Unfortunately, many of Oregon's unique traits are hanging on by a thread due to unprecedented population growth. One of these unique natural wonders is the Oregon white oak.
These oaks can live to be hundreds of years old and were once found throughout the Willamette Valley. According to the Yamhill Soil and Water Conservation District, 95% of white oak habitats have been destroyed. As Oregonians, we cannot let these majestic trees disappear.
Recently, it was brought to my attention that one of these historic white oaks was in line to be cut down to make way for an "interim road" in an industrial area north of Hillsboro. As a longtime resident of the area, this was concerning to me. I contacted the city manager's office and they agreed to look into it.
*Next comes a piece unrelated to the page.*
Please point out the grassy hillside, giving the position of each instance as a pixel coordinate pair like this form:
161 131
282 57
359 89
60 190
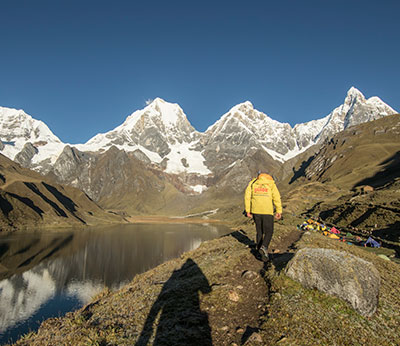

A week later, I received a response from Hillsboro's capital and development division manager who told me that the tree cannot be saved. What's most upsetting is that the manager told me that building the road around the tree would "limit the ability of that property for future development." That is not the "Oregon Way" and certainly not a mentality that an Oregon government should have.
I was told by the city of Hillsboro that they plan to "mitigate" the loss of this tree by planting new ones at a nearby city-owned property. While they agree that it is truly an amazing feat of nature, it must be cut down to make way for "progress."
I pointed out that Hillsboro has been recognized as a Tree City USA by The Arbor Day Foundation. Unfortunately, that is interpreted as a mitigation tool and not necessarily as a call to protect historic trees or botanical heritage. It all comes down to cost according to the city. Well, at what cost does it take before we realize the importance of environmental preservation and protection?
I agree that economic development is important for Oregon and the "Silicon Forest," but I would suggest that we start saving some of the forest before it becomes the "Silicon Plain." We simply cannot pave over Oregon's history and natural identity for a data center or corporate facility with no regional ties. It's time we preserve and protect the Oregon we know and love.
Not many communities can claim to have trees that were shading ground before the United States was even a country. Historic oaks such as the Five Oaks north of Hillsboro were spared from the chainsaw and incorporated into the surrounding development over two decades ago. Today, Oregonians and tourists can visit the site and learn how the Atfalati tribe used to camp there or how Joe Meek and early explorers used the trees as landmarks while they explored the uncharted territory.
The reality is that values cannot be mitigated. Oregon is undergoing a time of unprecedented change. While change can be good, we must remember the words of former Gov. Tom McCall: "The interests of Oregon for today and in the future must be protected from the grasping wastrels of the land. We must respect another truism — that unlimited and unregulated growth, leads inexorably to a lowered quality of life."
Those words could not be truer today. Oregon's natural integrity must be protected.
Evan Bryan is a farmer north of Hillsboro and a longtime legislative aide in Oregon and Washington, D.C.